One example of such a model is the ring of $2$-adic integers $\mathbb Z_2$. This is clearly a domain, and $2$ is not a unit, hence it suffices to show
Theorem: For any prime $p$, the ring $\mathbb Z_p$ is a model of MA.
Proof: The only problem is to verify that induction holds. Assume $\mathbb Z_p\models\phi(0)\land\forall x\,(\phi(x)\to\phi(x+1))$, where $\phi$ is an arithmetic formula with parameters from $\mathbb Z_p$, and put $\phi(\mathbb Z_p):=\{a\in\mathbb Z_p:\mathbb Z_p\models\phi(a)\}$.

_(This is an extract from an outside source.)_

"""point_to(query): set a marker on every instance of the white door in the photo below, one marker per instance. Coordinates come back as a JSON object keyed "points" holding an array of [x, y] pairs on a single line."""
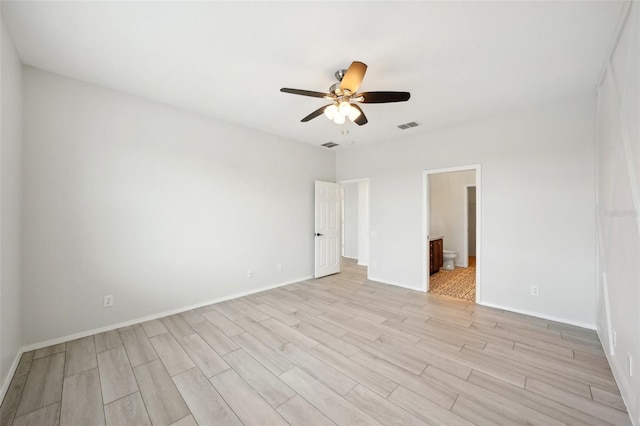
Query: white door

Since $\phi(\mathbb Z_p)$ is definable in $\mathbb Z_p$, it is also definable in the field $\mathbb Q_p$ endowed with a unary predicate for $\mathbb Z_p$. Macintyre [1] proved that such structures admit a form of quantifier elimination, and as a corollary (Thm. 2 on p. 609), every infinite definable set has a nonempty interior. Thus, there is $a_0\in\phi(\mathbb Z_p)$ and $k\ge0$ such that $a_0+p^k\mathbb Z_p\subseteq\phi(\mathbb Z_p)$. Let $a\in\mathbb Z_p$ be arbitrary, and let $b< p^k$ be a natural number such that $b\equiv a-a_0\pmod{p^k}$. Since $\phi(\mathbb Z_p)$ is closed under successor, we have $a\in b+a_0+p^k\mathbb Z_p\subseteq\phi(\mathbb Z_p)$. Thus, $\phi(\mathbb Z_p)=\mathbb Z_p$, i.e., $\mathbb Z_p\models\forall x\,\phi(x)$. QED
I suspect the following may work as additional countermodels (they are domains where $2$ is not a unit, the issue is whether they satisfy induction):
The ring of algebraic integers $\tilde{\mathbb Z}$. A form of quantifier elimination for $\tilde{\mathbb Z}$ was proved by van den Dries [2] and Prestel and Schmid [3], but the basic formulas are somewhat messy, so it is not immediately clear to me whether this implies induction.
The localization of $\tilde{\mathbb Z}$ at a maximal ideal containing $2$. Elimination of quantifiers for this (and similar) rings is reported as Fact 3 in [2], where it is attributed to [4]. It seems it could imply induction by a similar argument as for $\mathbb Z_p$.
[1] Angus Macintyre, On definable subsets of $p$-adic fields, Journal of Symbolic Logic 41 (1976), no. 3, pp. 605–610.
[2] Lou van den Dries, Elimination theory for the ring of algebraic integers, Journal für die reine und angewandte Mathematik 388 (1988), pp. 189–205.
[3] A. Prestel and J. Schmid, Existentially closed domains with radical relations, Journal für die reine und angewandte Mathematik 407 (1990), pp. 178–201.
[4] Angus Macintyre, Kenneth McKenna, Lou van den Dries, Elimination of quantifiers in algebraic structures, Advances in Mathematics 47 (1983), no. 1, pp. 74–87.